One thing many advisors can’t help but notice is how bad many clients are at making decisions.
This can be for any number of reasons: Maybe the client doesn’t care enough about the fine details of their options, maybe they get overwhelmed by the information available to them, or maybe they just can’t separate the emotion from the decision.
Regardless of why, that’s where behavioral coaching comes in—that is, decision-making support to help clients avoid common behavioral pitfalls. In terms of alpha, this is one of the most valuable services an advisor offers their clients, adding somewhere between 100 and 200 basis points. Yet, research on the topic has found clients don’t necessarily see behavioral coaching as valuable when asked to rank it alongside other advisor attributes.
Or do they?
In our recent work on what investors value in working with an advisor, we examined the results of three different methodologies across four studies.
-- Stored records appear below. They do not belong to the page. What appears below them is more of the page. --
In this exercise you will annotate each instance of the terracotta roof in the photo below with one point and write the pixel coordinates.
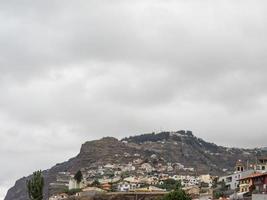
(262, 158)
(254, 175)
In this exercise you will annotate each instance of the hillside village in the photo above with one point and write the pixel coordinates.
(153, 164)
(142, 176)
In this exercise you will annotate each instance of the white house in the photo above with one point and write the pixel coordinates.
(126, 186)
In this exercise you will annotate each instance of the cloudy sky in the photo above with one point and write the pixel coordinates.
(80, 70)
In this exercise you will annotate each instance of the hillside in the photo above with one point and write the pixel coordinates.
(168, 147)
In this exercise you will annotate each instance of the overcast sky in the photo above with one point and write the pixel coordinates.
(77, 71)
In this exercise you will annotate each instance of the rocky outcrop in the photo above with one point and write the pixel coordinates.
(180, 146)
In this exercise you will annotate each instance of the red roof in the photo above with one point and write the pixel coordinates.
(254, 175)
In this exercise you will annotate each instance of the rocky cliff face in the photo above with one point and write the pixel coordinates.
(180, 146)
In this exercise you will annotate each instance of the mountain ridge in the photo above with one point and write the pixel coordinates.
(175, 147)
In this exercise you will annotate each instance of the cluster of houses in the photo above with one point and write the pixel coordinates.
(140, 176)
(247, 179)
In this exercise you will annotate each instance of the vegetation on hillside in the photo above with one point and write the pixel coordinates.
(35, 186)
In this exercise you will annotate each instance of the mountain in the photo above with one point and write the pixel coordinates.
(169, 147)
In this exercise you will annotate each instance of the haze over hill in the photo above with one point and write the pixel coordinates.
(169, 147)
(72, 71)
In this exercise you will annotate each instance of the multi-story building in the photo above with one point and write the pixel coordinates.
(261, 164)
(255, 182)
(232, 180)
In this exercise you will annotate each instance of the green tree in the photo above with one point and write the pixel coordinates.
(95, 183)
(78, 176)
(35, 186)
(177, 194)
(170, 184)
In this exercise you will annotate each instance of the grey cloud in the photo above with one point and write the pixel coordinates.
(81, 70)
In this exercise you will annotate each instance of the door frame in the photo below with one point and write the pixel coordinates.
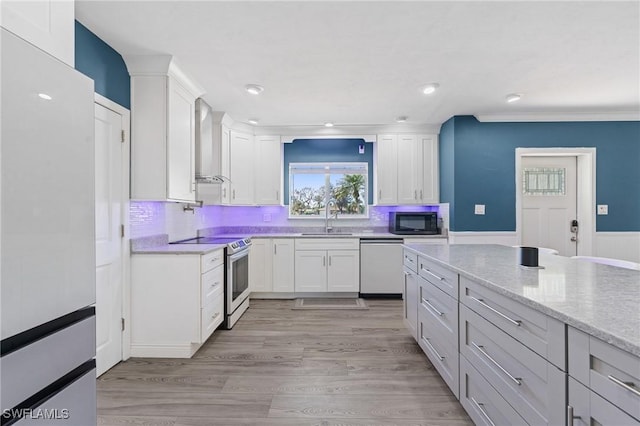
(586, 191)
(124, 217)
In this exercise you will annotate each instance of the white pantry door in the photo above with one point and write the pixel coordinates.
(548, 207)
(109, 146)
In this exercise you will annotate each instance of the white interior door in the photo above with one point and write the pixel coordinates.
(108, 140)
(549, 203)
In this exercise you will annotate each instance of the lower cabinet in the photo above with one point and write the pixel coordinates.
(327, 265)
(177, 302)
(271, 265)
(604, 382)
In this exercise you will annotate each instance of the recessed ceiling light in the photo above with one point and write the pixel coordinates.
(254, 89)
(513, 97)
(430, 88)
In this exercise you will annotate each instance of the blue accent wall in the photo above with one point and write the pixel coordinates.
(484, 157)
(446, 163)
(97, 60)
(327, 150)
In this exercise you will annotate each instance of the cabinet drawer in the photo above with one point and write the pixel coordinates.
(523, 378)
(440, 277)
(589, 408)
(483, 403)
(212, 285)
(211, 260)
(442, 308)
(212, 317)
(610, 372)
(410, 260)
(440, 349)
(539, 332)
(327, 243)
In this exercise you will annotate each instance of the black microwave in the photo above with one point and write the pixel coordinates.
(413, 223)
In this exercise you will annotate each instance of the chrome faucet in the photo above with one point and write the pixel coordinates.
(327, 216)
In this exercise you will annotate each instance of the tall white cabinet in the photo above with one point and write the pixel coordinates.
(162, 130)
(407, 169)
(47, 24)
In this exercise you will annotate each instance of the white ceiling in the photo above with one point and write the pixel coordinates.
(363, 62)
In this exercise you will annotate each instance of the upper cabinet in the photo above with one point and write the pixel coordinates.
(47, 24)
(162, 130)
(407, 169)
(248, 168)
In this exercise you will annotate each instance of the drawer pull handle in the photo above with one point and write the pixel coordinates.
(433, 308)
(516, 380)
(512, 321)
(630, 386)
(432, 349)
(431, 273)
(484, 413)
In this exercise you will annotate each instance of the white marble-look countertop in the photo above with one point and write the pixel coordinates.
(601, 300)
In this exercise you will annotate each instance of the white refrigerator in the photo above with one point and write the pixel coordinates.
(47, 244)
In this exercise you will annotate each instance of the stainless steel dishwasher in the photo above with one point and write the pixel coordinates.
(381, 267)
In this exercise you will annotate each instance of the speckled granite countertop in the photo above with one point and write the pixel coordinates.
(601, 300)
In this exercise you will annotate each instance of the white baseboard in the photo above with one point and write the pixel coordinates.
(506, 238)
(618, 245)
(184, 350)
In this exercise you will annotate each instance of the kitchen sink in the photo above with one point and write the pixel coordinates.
(324, 234)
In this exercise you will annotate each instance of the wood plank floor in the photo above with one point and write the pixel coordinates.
(287, 367)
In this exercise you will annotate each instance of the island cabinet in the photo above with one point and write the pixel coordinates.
(271, 266)
(410, 292)
(515, 351)
(327, 265)
(177, 302)
(438, 319)
(604, 382)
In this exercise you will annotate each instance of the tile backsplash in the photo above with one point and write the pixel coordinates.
(152, 218)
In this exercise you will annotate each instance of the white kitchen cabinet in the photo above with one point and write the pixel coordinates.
(162, 130)
(283, 265)
(241, 168)
(177, 302)
(271, 265)
(268, 170)
(327, 265)
(387, 169)
(260, 265)
(407, 169)
(47, 24)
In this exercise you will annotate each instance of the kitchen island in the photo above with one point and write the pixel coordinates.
(527, 345)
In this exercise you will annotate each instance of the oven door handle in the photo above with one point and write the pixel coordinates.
(239, 255)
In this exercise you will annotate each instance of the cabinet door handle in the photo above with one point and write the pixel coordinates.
(516, 380)
(630, 386)
(431, 273)
(512, 321)
(433, 308)
(432, 349)
(570, 416)
(484, 413)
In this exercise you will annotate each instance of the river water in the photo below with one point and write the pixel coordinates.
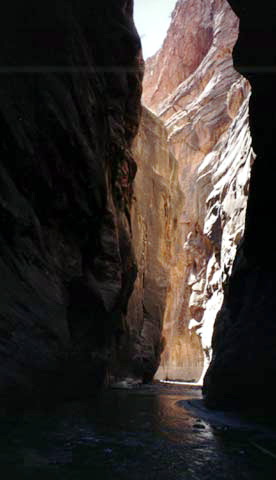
(134, 434)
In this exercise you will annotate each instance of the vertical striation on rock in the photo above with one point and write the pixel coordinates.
(192, 86)
(70, 92)
(244, 340)
(157, 206)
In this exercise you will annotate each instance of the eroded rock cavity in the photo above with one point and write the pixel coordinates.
(244, 342)
(192, 86)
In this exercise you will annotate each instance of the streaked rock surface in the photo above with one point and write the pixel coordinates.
(192, 86)
(244, 340)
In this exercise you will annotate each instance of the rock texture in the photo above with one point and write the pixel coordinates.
(192, 86)
(244, 342)
(157, 237)
(70, 86)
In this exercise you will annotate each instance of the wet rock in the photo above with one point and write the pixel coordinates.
(69, 109)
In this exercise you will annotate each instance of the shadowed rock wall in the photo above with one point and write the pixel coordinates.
(193, 88)
(70, 86)
(244, 340)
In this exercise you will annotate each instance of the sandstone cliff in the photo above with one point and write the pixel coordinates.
(244, 341)
(192, 86)
(69, 109)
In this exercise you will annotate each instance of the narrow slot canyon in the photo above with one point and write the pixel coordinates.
(194, 175)
(137, 260)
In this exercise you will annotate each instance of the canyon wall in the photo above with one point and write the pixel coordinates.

In three of the four studies, we found that items associated with behavioral coaching actually surfaced as one of the most valuable things to investors—they may just not define it as “behavioral coaching.”
Why Clients Don’t Say They Value Behavioral Coaching
For one, clients might not know what behavioral coaching even is. After all, “behavioral coaching” is a technical term many likely haven’t encountered in their daily lives.
We saw evidence of this in our findings. Often, people were able to identify behavioral coaching as something they valued either by using their own words to describe what they liked or by seeing an example of what behavioral coaching looks like. For example, clients said they appreciated having an advisor who could do any number of things like keeping their behavior in check during market volatility, explaining complex financial topics to them, and serving as a sounding board during the decision-making process. All these services are behavioral coaching, but those aren’t the words clients use to capture these offerings.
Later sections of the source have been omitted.